The Neutral Buoyancy Laboratory (NBL) is an astronaut training facility operated by NASA and located at the Sonny Carter Training Facility, near the Johnson Space Center in Houston, Texas.[2] The NBL consists of a large indoor pool of water,[3] in which astronauts may perform simulated EVA tasks in preparation for upcoming missions. Trainees wear suits designed to provide neutral buoyancy to simulate the microgravity that astronauts would experience during spaceflight.

The diving tank is 202 feet (62 m) in length, 102 feet (31 m) wide, and 40 feet 6 inches (12.34 m) deep, and contains 6.2 million gallons (23.5 million litres) of water.[4][5] The NBL contains full-scale mock-ups of International Space Station (ISS) modules and payloads, as well as visiting vehicles such as the Japan Aerospace Exploration Agency (JAXA) HTV, the European Space Agency ATV, the SpaceX Dragon, and the Orbital Sciences Corporation Cygnus.[4] Previously there was also a mockup of the Space Shuttle payload bay, but since Space Shuttle retirement it has been removed.

Neutral-buoyancy training[edit]

During training exercises, neutral-buoyancy diving is used to simulate the weightlessness of space travel. To achieve this effect, suited astronauts or pieces of equipment are lowered into the pool using an overhead crane and then weighted in the water by support divers so that they experience minimal buoyant force and minimal rotational moment about their center of mass.[2] The suits worn by trainees in the NBL are down-rated from fully flight-rated EMU suits like those in use on the Space Shuttle and International Space Station. Divers breathe nitrox while working in the tank.[6][7]

Training challenges[edit]

One disadvantage of neutral-buoyancy diving as a simulation of microgravity is the significant amount of drag created by the water.[8] This makes it difficult to set an object in motion, and difficult to keep it in motion. It also makes it easier to keep the object stationary. This effect is the opposite of what is experienced in space, where it is easy to set an object in motion, but very difficult to keep it still. Generally, drag effects are minimized by doing tasks slowly in the water.

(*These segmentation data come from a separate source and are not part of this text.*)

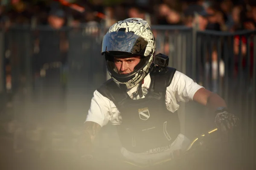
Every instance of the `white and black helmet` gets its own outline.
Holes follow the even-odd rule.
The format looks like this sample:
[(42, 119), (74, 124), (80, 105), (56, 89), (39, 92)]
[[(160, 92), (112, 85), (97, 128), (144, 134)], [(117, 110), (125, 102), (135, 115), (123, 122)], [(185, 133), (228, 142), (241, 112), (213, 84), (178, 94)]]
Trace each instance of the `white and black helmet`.
[[(119, 87), (130, 89), (147, 75), (153, 62), (156, 44), (153, 32), (148, 23), (139, 18), (119, 21), (112, 26), (102, 41), (102, 54), (105, 55), (108, 73)], [(118, 74), (113, 57), (128, 58), (141, 57), (134, 71)]]

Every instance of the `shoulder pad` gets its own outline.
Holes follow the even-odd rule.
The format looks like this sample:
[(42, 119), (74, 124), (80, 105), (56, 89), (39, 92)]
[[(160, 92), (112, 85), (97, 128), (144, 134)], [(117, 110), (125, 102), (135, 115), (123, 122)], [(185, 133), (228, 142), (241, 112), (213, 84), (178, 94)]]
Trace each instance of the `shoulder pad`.
[(169, 86), (176, 71), (176, 68), (172, 67), (162, 68), (156, 67), (153, 68), (150, 75), (154, 79), (153, 85), (155, 90), (161, 91), (163, 90), (163, 88)]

Another downside of neutral buoyancy simulation is that astronauts are not weightless within their suits, meaning that as divers tilt their suits they are pressed against whatever inside surface is facing down. This can be uncomfortable in certain orientations, such as heads-down. Thus, precise suit sizing is critical.

History[edit]

In the late 1980s NASA began to consider replacing its previous neutral-buoyancy training facility, the Weightless Environment Training Facility (WETF). The WETF, located within Johnson Space Center, had been used to train astronauts for numerous missions, but was too small to hold useful mock-ups of space station components of the sorts intended for the mooted Space Station Freedom, or its successor, the International Space Station. NASA purchased the structure that now holds the NBL from McDonnell Douglas in the early 1990s and began refitting it as a neutral-buoyancy training center in 1995.[9]

Comparison with alternative microgravity simulators[edit]

The other primary method used by NASA to simulate microgravity is the so-called "Vomit Comet", an aircraft which performs a number of parabolic climbs and descents to give its occupants the sensation of zero gravity.[10] Reduced-gravity aircraft training avoids neutral-bouyancy training's drag problem (trainees are surrounded by air rather than water), but instead faces a severe time limitation: periods of sustained weightlessness are limited to around 25 seconds, interspersed with periods of acceleration of around 2 g as the aircraft pulls out of its dive and readies for the next run.[11] This is unsuitable for practicing EVAs, which usually last several hours.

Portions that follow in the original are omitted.